In Kano state, a coalition of CSOs, media and government officials under the aegis of the Kano State-Led Accountability Mechanism (KanSLAM), is working to foster transparency and accountability across the state’s Ministries, Department and Agencies (MDAs) through evidence-based advocacy geared at achieving sustainable human development.

KanSLAM, as part of its efforts to entrench public accountability across health, education, and youth development, among other sectors, and with support from the FCDO Lafiya programme, recently held a strategic review, learning and experience-sharing and 2023 workplan development workshop in Kaduna state.

In 2023, KanSLAM plans to embark on more collaborations with the relevant MDAs so as to improve various indices around Human Capital Development (HCD), particularly health and education, in Kano state. Accordingly, the coalition will continue to prioritize holding the government accountable for its annual budgetary spending in relation to key HCD indicators.

Moreover, the 2023 KanSLAM workplan seeks to consolidate transparency efforts and minimise bureaucracies and bottlenecks within the government’s accountability domain. Ms Maimuna Yakubu, the co-chair of KanSLAM said the workshop sought to address pending accountability challenges across various MDAs of Kano State in 2023, while assessing the successes, challenges and way forward for the Mechanism.

Ms Yakubu said KanSLAM had, throughout the outgoing 2022, engaged the state government on increased budgetary allocation and release for the health and education sectors, interfacing with the ministries of health and education to get drafts of their deeds in an effort to synthesize their work towards ensuring accountability in the two sectors.

The co-chair said KanSLAM had also engaged with the community-level Ward Development Committees (WDCs), strengthening their capacity to track the implementation of health programmes by the government, development partners and the private sector, so as to guarantee access to quality healthcare services at the grassroots.

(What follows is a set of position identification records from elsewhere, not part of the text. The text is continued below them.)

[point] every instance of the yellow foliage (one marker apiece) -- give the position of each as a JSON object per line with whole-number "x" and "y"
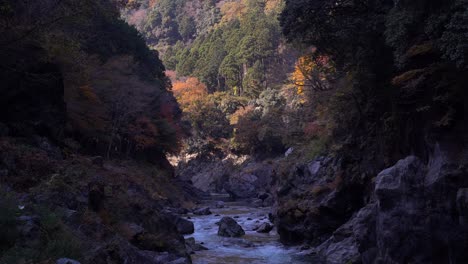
{"x": 312, "y": 71}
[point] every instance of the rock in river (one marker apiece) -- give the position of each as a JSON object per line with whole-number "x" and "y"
{"x": 265, "y": 228}
{"x": 202, "y": 211}
{"x": 184, "y": 227}
{"x": 228, "y": 227}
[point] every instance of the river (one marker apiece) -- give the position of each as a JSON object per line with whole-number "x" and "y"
{"x": 255, "y": 248}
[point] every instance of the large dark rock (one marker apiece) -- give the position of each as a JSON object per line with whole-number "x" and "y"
{"x": 192, "y": 246}
{"x": 353, "y": 242}
{"x": 265, "y": 228}
{"x": 317, "y": 202}
{"x": 417, "y": 215}
{"x": 184, "y": 227}
{"x": 32, "y": 101}
{"x": 202, "y": 211}
{"x": 228, "y": 227}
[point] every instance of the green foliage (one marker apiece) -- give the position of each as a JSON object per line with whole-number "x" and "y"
{"x": 8, "y": 225}
{"x": 453, "y": 42}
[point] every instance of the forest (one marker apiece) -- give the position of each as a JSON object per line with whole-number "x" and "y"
{"x": 233, "y": 131}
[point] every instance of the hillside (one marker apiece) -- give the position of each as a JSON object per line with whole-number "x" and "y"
{"x": 87, "y": 119}
{"x": 233, "y": 131}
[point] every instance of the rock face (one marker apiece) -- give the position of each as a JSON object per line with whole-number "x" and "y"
{"x": 264, "y": 228}
{"x": 315, "y": 201}
{"x": 416, "y": 214}
{"x": 228, "y": 227}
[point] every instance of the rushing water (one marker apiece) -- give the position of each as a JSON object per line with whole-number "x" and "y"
{"x": 255, "y": 248}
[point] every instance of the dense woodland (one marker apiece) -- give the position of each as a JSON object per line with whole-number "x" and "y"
{"x": 350, "y": 116}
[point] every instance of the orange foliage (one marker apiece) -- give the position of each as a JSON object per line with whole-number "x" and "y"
{"x": 312, "y": 71}
{"x": 241, "y": 112}
{"x": 144, "y": 133}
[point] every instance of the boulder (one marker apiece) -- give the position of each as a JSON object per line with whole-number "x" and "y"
{"x": 228, "y": 227}
{"x": 184, "y": 227}
{"x": 351, "y": 242}
{"x": 192, "y": 246}
{"x": 265, "y": 228}
{"x": 202, "y": 211}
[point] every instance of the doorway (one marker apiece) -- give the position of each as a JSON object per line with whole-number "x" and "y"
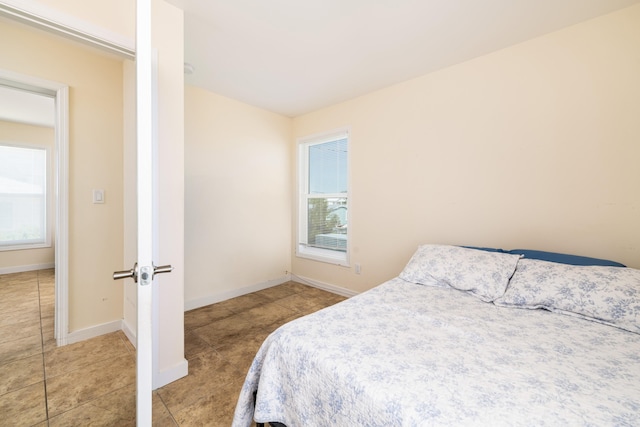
{"x": 59, "y": 186}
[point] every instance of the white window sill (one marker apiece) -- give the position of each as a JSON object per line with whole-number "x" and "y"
{"x": 323, "y": 255}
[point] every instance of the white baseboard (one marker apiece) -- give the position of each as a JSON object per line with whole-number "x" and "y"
{"x": 171, "y": 374}
{"x": 223, "y": 296}
{"x": 160, "y": 379}
{"x": 129, "y": 332}
{"x": 324, "y": 286}
{"x": 23, "y": 268}
{"x": 92, "y": 332}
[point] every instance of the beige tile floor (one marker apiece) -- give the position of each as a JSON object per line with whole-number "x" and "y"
{"x": 93, "y": 382}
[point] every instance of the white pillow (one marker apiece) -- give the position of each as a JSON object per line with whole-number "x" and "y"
{"x": 609, "y": 295}
{"x": 480, "y": 273}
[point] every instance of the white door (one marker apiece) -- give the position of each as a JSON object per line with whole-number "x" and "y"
{"x": 144, "y": 270}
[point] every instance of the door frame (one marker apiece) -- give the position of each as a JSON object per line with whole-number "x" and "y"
{"x": 48, "y": 20}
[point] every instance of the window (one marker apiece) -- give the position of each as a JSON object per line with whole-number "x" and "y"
{"x": 323, "y": 213}
{"x": 23, "y": 197}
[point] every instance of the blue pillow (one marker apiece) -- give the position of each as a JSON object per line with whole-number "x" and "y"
{"x": 502, "y": 251}
{"x": 564, "y": 258}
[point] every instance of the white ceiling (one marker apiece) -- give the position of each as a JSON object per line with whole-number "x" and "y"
{"x": 296, "y": 56}
{"x": 17, "y": 105}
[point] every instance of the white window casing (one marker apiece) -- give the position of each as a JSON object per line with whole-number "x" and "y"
{"x": 323, "y": 197}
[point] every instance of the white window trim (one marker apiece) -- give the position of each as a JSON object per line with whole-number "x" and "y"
{"x": 302, "y": 250}
{"x": 48, "y": 203}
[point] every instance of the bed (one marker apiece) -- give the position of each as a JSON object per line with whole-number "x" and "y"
{"x": 462, "y": 336}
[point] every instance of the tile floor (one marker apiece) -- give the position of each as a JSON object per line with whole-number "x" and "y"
{"x": 93, "y": 382}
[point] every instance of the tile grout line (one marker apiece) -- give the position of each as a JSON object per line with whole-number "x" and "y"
{"x": 44, "y": 372}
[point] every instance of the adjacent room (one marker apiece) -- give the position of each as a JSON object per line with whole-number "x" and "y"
{"x": 307, "y": 154}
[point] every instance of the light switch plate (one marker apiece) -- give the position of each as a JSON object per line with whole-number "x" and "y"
{"x": 98, "y": 196}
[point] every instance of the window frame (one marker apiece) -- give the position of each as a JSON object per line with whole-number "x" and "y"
{"x": 303, "y": 250}
{"x": 48, "y": 214}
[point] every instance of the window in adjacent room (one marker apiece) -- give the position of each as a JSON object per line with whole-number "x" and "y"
{"x": 23, "y": 197}
{"x": 323, "y": 212}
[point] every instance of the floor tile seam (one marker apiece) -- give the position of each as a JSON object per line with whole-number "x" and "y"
{"x": 87, "y": 403}
{"x": 26, "y": 356}
{"x": 166, "y": 406}
{"x": 24, "y": 337}
{"x": 42, "y": 339}
{"x": 22, "y": 387}
{"x": 85, "y": 365}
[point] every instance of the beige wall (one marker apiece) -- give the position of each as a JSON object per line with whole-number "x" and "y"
{"x": 43, "y": 137}
{"x": 238, "y": 196}
{"x": 95, "y": 147}
{"x": 532, "y": 146}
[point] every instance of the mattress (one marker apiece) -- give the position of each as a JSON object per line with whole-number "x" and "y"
{"x": 405, "y": 354}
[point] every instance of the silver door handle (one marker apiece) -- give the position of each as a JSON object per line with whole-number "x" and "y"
{"x": 125, "y": 274}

WDCs are made up of prominent community leaders, including religious and traditional leaders, who are saddled with the responsibility of overseeing development at the ward level, including encouraging community involvement in health issues so as to create local accountability for healthcare services.

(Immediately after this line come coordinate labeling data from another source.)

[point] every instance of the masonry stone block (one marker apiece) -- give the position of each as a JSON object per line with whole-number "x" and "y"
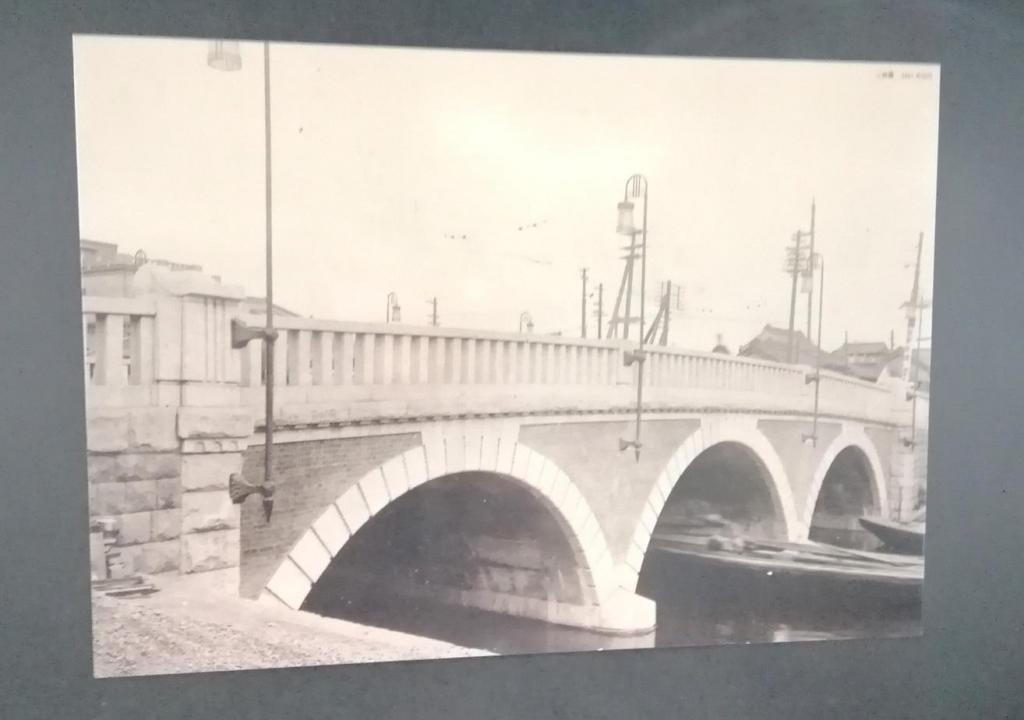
{"x": 331, "y": 528}
{"x": 310, "y": 555}
{"x": 152, "y": 429}
{"x": 107, "y": 430}
{"x": 549, "y": 473}
{"x": 209, "y": 551}
{"x": 166, "y": 524}
{"x": 374, "y": 491}
{"x": 139, "y": 495}
{"x": 209, "y": 471}
{"x": 208, "y": 510}
{"x": 455, "y": 453}
{"x": 435, "y": 459}
{"x": 290, "y": 585}
{"x": 125, "y": 467}
{"x": 488, "y": 452}
{"x": 520, "y": 462}
{"x": 472, "y": 456}
{"x": 110, "y": 499}
{"x": 134, "y": 528}
{"x": 506, "y": 452}
{"x": 353, "y": 509}
{"x": 168, "y": 493}
{"x": 416, "y": 467}
{"x": 214, "y": 422}
{"x": 394, "y": 476}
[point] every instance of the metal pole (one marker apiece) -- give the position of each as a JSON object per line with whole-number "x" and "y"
{"x": 629, "y": 287}
{"x": 583, "y": 306}
{"x": 270, "y": 337}
{"x": 810, "y": 272}
{"x": 668, "y": 312}
{"x": 793, "y": 297}
{"x": 643, "y": 287}
{"x": 817, "y": 363}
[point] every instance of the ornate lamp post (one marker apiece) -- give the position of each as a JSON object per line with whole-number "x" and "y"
{"x": 225, "y": 55}
{"x": 636, "y": 187}
{"x": 816, "y": 260}
{"x": 527, "y": 320}
{"x": 393, "y": 309}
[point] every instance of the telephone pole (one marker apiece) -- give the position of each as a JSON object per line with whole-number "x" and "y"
{"x": 583, "y": 305}
{"x": 793, "y": 266}
{"x": 810, "y": 274}
{"x": 433, "y": 311}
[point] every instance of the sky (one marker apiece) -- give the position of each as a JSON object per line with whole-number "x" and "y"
{"x": 413, "y": 171}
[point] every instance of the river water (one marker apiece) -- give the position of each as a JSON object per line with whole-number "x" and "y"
{"x": 698, "y": 603}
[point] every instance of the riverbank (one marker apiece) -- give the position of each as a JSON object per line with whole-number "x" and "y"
{"x": 184, "y": 628}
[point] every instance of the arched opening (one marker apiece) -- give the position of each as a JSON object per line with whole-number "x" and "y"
{"x": 726, "y": 491}
{"x": 846, "y": 495}
{"x": 725, "y": 495}
{"x": 453, "y": 559}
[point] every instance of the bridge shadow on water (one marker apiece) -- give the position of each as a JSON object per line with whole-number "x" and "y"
{"x": 698, "y": 603}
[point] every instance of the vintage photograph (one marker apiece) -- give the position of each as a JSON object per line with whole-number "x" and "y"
{"x": 396, "y": 353}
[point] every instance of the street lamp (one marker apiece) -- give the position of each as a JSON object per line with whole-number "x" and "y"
{"x": 393, "y": 309}
{"x": 528, "y": 320}
{"x": 819, "y": 261}
{"x": 636, "y": 187}
{"x": 226, "y": 55}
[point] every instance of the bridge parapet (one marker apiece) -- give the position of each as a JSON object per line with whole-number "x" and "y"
{"x": 166, "y": 424}
{"x": 340, "y": 372}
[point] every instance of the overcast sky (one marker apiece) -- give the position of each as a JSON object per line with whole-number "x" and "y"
{"x": 379, "y": 154}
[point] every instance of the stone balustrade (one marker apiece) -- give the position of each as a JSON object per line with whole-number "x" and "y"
{"x": 330, "y": 372}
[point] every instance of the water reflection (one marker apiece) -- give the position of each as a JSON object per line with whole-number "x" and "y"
{"x": 697, "y": 604}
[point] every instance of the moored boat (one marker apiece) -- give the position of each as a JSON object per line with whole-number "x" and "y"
{"x": 903, "y": 538}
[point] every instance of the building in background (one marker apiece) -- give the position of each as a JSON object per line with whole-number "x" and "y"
{"x": 773, "y": 344}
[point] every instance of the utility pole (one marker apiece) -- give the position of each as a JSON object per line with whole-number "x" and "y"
{"x": 668, "y": 311}
{"x": 583, "y": 305}
{"x": 433, "y": 312}
{"x": 810, "y": 276}
{"x": 793, "y": 266}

Ms Yakubu appreciated the Kano government for recognizing KanSLAM’s work, by appointing its members to the governing boards of health sector agencies in the state, adding that her coalition would maintain its advocacy  for the sustenance of a minimum of 15% budgetary allocation for health as well as ensuring commensurate releases.

In addition, she described her coalition as the Kano government’s partners in progress, hence the inclusion of government representatives in it. However, she assured that her coalition had the best interest of the community at heart and would therefore make sure healthcare services reach the people of the state.

While speaking on advocacy as a veritable tool for achieving accountability across MDAs in Kano state, Mr Mohammed Gama, an advocacy expert, encouraged KanSLAM to always rely on facts and evidence in their advocacy so as to manifestly bring out the key challenges to be addressed by relevant policymakers and stakeholders in the health and education sectors.

Gama urged the SLAM to utilize data from CSOs, testimonies from victims, interviews, media reportage, pictures and videos amongst other necessary evidence to engage key policymakers and stakeholders while demanding accountability through advocacy.

As part of the workshop’s peer learning exercise, the Kaduna State Maternal Accountability Mechanism (KADMAM), KanSLAM’s counterpart in Kaduna state, shared advocacy and accountability strategies and success stories with their Kano counterparts.

Some of the success stories highlighted by Mustapha Jumare, the co-chair of KADMAM, were the Kaduna government’s renovation and upgrade of 255 ward facilities across the state; the employment of 1,025 staff in different subsectors of the state’s health sector; as well as a strong partnership with the three Basic Healthcare Provision Fund (BHCPF) gateways for accountability on the contributory health scheme implementation in Kaduna, among others.